1873412 – OAuth server returned error after cluster being used for few days

Bug 1873412 - OAuth server returned error after cluster being used for few days

Summary: OAuth server returned error after cluster being used for few days

Keywords:
Status:	CLOSED ERRATA
Alias:	None
Product:	OpenShift Container Platform
Classification:	Red Hat
Component:	kube-apiserver
Sub Component:
Version:	4.6
Hardware:	Unspecified
OS:	Unspecified
Priority:	medium
Severity:	high
Target Milestone:	---
Target Release:	4.6.0
Assignee:	Luis Sanchez
QA Contact:	Ke Wang
Docs Contact:
URL:
Whiteboard:
Depends On:
Blocks:
TreeView+	depends on / blocked

Reported:	2020-08-28 08:54 UTC by Mikhail Krutov
Modified:	2020-10-27 16:35 UTC (History)
CC List:	10 users (show)
Fixed In Version:
Doc Type:	If docs needed, set a value
Doc Text:
Clone Of:
Environment:
Last Closed:	2020-10-27 16:35:35 UTC
Target Upstream Version:
Embargoed:

Attachments	(Terms of Use)
dmesg from a node affected. (144.64 KB, application/gzip) 2020-08-28 08:54 UTC, Mikhail Krutov	no flags	Details
etcd disk and peer RTT latency (100.70 KB, image/png) 2020-09-21 20:24 UTC, Sam Batschelet	no flags	Details
heap profile (61.72 KB, image/png) 2020-09-21 20:24 UTC, Sam Batschelet	no flags	Details
cpu profile (30.95 KB, application/gzip) 2020-09-21 20:55 UTC, Sam Batschelet	no flags	Details
heap source (55.20 KB, application/gzip) 2020-09-21 20:56 UTC, Sam Batschelet	no flags	Details
podnetworkconnectivitychecks key sizes in bytes (10.88 KB, text/plain) 2020-09-21 21:18 UTC, Sam Batschelet	no flags	Details
View All

Links
System	ID	Private	Priority	Status	Summary	Last Updated
Github	openshift cluster-kube-apiserver-operator pull 956	0	None	closed	Bug 1873412: OAuth server returned error after cluster being used for few days	2020-10-02 07:14:29 UTC
Red Hat Product Errata	RHBA-2020:4196	0	None	None	None	2020-10-27 16:35:51 UTC

Description Mikhail Krutov 2020-08-28 08:54:41 UTC

Created attachment 1712932 [details]
dmesg from a node affected.

Description of problem:
I've installed ocp 4.6 (on openstack), 

Version-Release number of selected component (if applicable):
/root/ocp46-new/openshift-install 4.6.0-0.nightly-2020-08-16-072105
built from commit c52bc55044a19220ec292da3428f4c3d84fdfdc6
release image quay.io/openshift-release-dev/ocp-release-nightly@sha256:4cb280f7473d303ce9ec7ab9b4daa54f00147ea637bbc848c9d1f7a72af5660a


How reproducible:
Not the first time similar thing happens. happened on 4.3, 4.4, 4.5 eventually. 

Steps to Reproduce:
1. Install OCP 4.6 
2. Use cluster as-normal for a week
3.

Actual results:
{"metadata":{},"status":"Failure","message":"Timeout: request did not complete within 1m0s","reason":"Timeout","details":{},"code":504}

Expected results:
auth carries on working

Additional info:

I have ssh access to masters in case additional logs are required.
However, `podman ps` returns no containers.
dmesg returns a lot of oom killer operations, short snip:

http://pastebin.test.redhat.com/897433 (full dmesg available in attachement)

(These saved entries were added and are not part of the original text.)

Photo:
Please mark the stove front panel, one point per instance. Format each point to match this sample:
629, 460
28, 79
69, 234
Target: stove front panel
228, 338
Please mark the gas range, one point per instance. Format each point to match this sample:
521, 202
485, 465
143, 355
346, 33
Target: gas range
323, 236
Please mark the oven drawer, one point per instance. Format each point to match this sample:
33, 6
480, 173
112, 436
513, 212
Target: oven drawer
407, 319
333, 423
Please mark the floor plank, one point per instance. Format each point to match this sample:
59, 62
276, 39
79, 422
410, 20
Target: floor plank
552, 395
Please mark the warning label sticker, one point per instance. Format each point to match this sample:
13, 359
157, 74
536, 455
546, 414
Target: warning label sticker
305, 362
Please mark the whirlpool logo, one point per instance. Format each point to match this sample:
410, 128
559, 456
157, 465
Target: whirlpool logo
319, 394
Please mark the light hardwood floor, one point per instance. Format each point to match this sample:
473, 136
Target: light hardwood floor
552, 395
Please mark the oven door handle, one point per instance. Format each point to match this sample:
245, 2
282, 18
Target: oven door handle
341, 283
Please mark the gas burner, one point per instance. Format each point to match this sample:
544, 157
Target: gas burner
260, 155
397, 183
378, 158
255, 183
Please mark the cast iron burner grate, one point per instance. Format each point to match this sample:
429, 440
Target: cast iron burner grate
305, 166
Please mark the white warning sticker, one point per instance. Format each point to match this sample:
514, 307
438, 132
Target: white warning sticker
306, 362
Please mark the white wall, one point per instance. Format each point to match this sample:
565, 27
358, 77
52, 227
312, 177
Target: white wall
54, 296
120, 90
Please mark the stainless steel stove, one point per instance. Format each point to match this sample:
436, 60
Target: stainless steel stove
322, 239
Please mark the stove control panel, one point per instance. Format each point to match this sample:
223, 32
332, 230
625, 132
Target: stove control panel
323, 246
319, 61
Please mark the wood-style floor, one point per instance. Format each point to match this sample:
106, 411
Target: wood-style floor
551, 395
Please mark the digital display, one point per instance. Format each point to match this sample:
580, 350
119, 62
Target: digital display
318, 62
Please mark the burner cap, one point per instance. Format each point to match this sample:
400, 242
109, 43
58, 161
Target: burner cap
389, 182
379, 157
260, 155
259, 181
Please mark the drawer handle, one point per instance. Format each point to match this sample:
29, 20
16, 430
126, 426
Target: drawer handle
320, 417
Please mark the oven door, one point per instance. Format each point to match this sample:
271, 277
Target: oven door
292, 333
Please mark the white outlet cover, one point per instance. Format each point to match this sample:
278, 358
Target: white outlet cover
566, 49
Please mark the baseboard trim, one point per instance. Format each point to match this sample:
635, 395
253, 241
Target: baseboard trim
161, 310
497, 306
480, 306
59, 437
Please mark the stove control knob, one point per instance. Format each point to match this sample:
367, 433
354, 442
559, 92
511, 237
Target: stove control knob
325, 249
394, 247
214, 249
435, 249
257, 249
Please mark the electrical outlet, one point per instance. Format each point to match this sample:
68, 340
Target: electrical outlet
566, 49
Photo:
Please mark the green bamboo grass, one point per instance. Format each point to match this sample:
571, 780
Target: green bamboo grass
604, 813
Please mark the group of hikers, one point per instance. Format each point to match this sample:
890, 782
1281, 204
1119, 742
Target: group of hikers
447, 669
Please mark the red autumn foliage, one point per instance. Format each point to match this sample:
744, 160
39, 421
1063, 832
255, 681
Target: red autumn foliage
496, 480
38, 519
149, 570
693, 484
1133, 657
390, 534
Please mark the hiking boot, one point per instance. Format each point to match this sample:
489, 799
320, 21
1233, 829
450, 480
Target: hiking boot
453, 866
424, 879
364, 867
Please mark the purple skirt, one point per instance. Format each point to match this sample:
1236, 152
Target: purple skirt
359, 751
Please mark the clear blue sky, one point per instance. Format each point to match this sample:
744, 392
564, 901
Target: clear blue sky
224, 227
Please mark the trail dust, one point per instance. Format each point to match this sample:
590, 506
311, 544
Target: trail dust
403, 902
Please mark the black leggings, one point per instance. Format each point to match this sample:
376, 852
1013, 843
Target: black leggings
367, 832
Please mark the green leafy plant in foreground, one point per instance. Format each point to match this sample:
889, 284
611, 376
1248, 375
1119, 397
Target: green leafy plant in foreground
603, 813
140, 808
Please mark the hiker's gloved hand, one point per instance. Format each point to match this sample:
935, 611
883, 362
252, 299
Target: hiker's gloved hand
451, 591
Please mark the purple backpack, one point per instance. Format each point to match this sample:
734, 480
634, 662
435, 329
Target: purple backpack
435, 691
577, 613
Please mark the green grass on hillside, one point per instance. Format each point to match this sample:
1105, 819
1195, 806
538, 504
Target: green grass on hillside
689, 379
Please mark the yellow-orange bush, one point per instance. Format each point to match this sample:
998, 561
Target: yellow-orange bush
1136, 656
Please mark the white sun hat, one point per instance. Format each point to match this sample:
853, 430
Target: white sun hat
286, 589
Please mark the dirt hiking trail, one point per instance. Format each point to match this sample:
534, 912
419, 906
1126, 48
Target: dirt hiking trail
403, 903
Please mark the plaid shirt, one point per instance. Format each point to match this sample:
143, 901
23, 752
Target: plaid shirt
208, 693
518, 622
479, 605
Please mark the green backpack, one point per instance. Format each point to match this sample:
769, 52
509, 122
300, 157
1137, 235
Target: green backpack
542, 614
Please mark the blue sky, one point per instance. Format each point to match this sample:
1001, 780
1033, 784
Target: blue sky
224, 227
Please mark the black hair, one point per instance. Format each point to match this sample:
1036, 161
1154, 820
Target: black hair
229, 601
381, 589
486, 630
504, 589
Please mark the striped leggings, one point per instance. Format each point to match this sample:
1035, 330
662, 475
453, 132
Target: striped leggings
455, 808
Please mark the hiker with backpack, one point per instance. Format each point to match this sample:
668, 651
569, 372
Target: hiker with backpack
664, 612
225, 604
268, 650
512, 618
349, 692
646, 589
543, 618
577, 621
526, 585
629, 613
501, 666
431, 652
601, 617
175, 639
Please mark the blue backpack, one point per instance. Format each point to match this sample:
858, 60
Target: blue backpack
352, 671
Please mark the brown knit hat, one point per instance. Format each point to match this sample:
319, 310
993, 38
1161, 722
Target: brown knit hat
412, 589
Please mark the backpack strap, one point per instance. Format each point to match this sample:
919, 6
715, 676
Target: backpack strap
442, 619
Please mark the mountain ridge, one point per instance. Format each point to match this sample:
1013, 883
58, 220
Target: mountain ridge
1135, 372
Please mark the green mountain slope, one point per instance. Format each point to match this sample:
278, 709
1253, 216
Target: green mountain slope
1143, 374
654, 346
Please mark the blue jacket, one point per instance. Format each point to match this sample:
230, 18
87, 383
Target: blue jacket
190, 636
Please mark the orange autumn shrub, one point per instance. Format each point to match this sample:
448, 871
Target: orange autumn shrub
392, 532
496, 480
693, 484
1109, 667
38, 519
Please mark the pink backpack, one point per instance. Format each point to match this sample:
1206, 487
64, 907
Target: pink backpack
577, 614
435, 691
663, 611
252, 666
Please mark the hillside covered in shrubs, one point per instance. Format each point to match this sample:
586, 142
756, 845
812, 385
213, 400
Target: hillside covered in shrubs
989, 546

top shows that etcd is severely leaking:

   3418 root      20   0   22.9g  14.1g      0 R  55.8  90.3  49:46.42 etcd                                                                       

I'll attach more logs in comments

Comment 5 Standa Laznicka 2020-08-28 10:27:53 UTC

In private conversation, the reporter claimed etcd was leaking memory.

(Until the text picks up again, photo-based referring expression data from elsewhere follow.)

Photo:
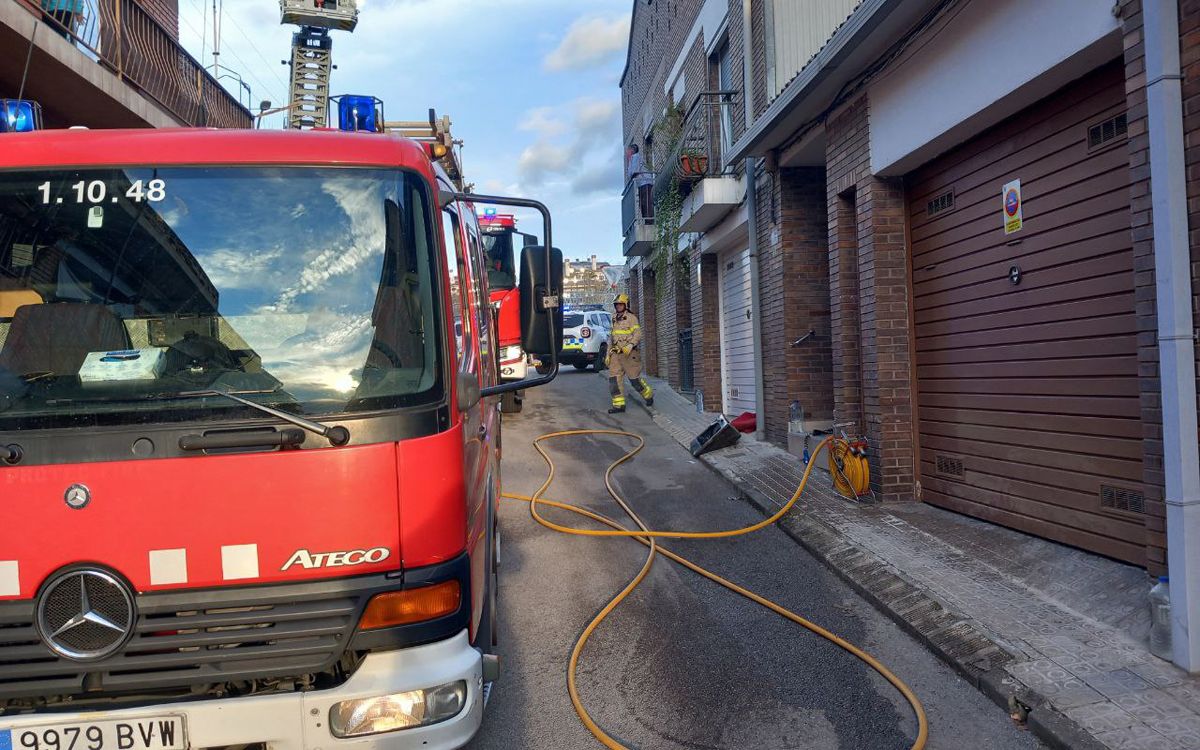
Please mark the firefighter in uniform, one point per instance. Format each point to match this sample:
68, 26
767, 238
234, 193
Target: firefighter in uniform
624, 359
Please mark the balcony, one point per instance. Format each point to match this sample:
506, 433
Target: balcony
695, 161
636, 227
111, 39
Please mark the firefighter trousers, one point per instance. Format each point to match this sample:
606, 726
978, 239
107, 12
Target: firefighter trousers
622, 366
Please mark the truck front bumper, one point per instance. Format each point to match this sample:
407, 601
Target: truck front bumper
300, 720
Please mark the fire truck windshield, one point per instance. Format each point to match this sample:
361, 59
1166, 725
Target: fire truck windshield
124, 291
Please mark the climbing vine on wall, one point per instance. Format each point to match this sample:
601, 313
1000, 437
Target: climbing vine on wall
669, 261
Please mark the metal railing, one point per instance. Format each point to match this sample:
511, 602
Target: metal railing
126, 40
699, 151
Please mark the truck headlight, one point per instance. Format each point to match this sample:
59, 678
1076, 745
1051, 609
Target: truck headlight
400, 711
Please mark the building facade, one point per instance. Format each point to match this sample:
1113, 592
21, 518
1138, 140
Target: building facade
109, 64
970, 232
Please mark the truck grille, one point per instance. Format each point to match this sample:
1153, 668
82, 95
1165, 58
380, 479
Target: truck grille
189, 639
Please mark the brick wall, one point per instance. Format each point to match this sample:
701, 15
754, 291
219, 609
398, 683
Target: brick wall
648, 318
868, 250
1141, 228
658, 34
166, 12
667, 327
795, 297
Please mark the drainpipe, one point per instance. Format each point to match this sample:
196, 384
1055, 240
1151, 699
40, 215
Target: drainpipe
1176, 336
753, 228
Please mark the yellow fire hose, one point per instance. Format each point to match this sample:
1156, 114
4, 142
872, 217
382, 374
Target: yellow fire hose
648, 538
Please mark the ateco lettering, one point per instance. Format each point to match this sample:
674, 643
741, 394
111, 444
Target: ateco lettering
307, 559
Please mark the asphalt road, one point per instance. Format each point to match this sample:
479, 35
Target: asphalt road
685, 664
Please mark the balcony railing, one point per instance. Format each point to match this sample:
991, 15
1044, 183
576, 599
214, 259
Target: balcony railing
126, 40
706, 133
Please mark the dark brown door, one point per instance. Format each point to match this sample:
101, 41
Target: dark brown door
1026, 343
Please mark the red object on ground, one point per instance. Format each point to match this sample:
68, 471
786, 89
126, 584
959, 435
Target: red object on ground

Comment 6 Sam Batschelet 2020-08-28 10:42:52 UTC

I have seen some interesting memory usage recently. It would be good if we could get a heap profile to analyze.

oc rsh -T -n openshift-etcd $ETCD_POD  sh -c 'curl --cert $ETCDCTL_CERT --key $ETCDCTL_KEY --cacert $ETCDCTL_CACERT https://localhost:2379/debug/pprof/heap' > /tmp/heap

I understand that apiserver might not be up in which case you should be able to perform simular actions against container directly on host using `crictl exec`. Once we have the profile we should be able to better understand what is going on.

Comment 9 Sam Batschelet 2020-08-28 14:07:35 UTC

After reviewing the cluster I did take memory profiles of etcd. But I also noticed that the etcd in this cluster was compiled with the wrong version of golang. This was a problem that happened during the build process with art. We are working with art team to clean this up but for the time being any build of etcd that uses golang 1.14 should be considered unstable. I will try to upfdate you with details on when good builds will be available.

```
2020-08-28 09:36:34.116351 I | etcdmain: etcd Version: 3.4.9
2020-08-28 09:36:34.116356 I | etcdmain: Git SHA: 47063fb
2020-08-28 09:36:34.116360 I | etcdmain: Go Version: go1.14.4
2020-08-28 09:36:34.116366 I | etcdmain: Go OS/Arch: linux/amd64
```

Comment 10 Sam Batschelet 2020-08-28 17:26:35 UTC

For the reasons listed above I am marking this a dupe of 1873590. Lets track there.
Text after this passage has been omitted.